New film series offers students a chance to educate themselves about immigration

Chad Lyle

When it comes to migration, UT history professor Joan Neuberger wants people to know there’s more to the subject than the heated rhetoric coming out of Washington, D.C.

Neuberger launched a series of screenings in response to the increased public interest concerning migration. The project ­­— titled Faces of Migration: Classic and Contemporary Feature Film Series — started last September to inform students about the migration experiences of different cultures. On average, Neuberger said the bimonthly screenings attracted 40-50 students per film.

“People often make political decisions based on stereotypes about things that they don’t really know that much about,” Neuberger said. “I just wanted people to start talking about (migration).”

The series returned Tuesday with the picture “A Better Life,” which follows an undocumented immigrant fighting to build a future for himself and his natural-born American son in Los Angeles. Alberto Garcia Maldonado, a visiting research fellow from the University of California, Berkeley, was asked by Neuberger to introduce the film. Maldonado — a son of Mexican immigrants himself — studies immigration between the United States and Mexico.

“(‘A Better Life’) is a very good view of mixed-status immigrant families,” Maldonado said. “It highlights a very particular moment during president Barack Obama’s first term — deportations actually did reach a record high during his first term.
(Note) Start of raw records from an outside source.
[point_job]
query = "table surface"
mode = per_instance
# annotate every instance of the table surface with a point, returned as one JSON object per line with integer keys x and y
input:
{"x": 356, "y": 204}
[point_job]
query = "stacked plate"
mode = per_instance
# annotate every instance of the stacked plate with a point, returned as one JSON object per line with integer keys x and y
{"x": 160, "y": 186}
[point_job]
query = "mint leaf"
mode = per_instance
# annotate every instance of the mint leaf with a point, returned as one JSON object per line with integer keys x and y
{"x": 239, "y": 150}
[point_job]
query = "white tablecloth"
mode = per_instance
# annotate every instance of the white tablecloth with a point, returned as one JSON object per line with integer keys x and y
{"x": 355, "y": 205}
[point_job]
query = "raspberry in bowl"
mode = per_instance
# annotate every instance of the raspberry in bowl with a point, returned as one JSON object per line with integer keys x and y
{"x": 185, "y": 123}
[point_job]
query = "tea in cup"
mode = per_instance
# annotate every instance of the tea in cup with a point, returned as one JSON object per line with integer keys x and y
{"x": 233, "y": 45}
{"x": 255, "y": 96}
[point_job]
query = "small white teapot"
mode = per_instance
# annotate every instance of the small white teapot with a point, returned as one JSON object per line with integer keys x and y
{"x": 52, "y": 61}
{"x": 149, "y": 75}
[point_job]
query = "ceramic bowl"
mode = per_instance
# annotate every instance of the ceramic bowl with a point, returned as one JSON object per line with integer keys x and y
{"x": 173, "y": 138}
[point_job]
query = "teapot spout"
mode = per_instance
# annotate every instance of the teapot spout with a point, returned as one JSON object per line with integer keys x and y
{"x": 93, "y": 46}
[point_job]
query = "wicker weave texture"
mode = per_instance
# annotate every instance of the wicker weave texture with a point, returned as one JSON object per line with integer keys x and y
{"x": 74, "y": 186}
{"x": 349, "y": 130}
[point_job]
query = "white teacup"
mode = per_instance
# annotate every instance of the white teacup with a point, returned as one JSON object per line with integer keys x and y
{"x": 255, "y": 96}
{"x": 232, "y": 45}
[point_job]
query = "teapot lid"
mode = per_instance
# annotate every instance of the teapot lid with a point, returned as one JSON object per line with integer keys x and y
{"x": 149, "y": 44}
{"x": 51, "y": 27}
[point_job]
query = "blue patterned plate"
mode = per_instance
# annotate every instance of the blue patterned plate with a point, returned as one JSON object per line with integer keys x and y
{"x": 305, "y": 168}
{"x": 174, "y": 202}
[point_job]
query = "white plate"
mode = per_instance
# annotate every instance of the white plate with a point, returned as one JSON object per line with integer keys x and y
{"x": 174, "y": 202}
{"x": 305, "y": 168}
It’s during the second term that you have DACA and DAPA — these programs that are being debated once again today.”

Neuberger points out that migration isn’t just limited to U.S.–Mexico relations and is in fact a universal human behavior that manifests itself in various ways across cultural lines.

“One of the things we wanted to do was make sure we included films from all over the world,” Neuberger said. “(The films) are about all different immigration possibilities.”

Courtney Meador, program coordinator for the Institute for Historical Studies, said students should get involved in the program because it gives them an opportunity to bond with other students who share similar interests.

“A community has grown up around this series, as a student, that sort of relationship building around areas of common concern would really draw me in,” Meador said. “It’s a good cross section of people interested in film, migration and the humanities.”

The series showcases a film every other Tuesday at the Glickman Conference Center in the Liberal Arts Building and features a special guest and follow-up discussion.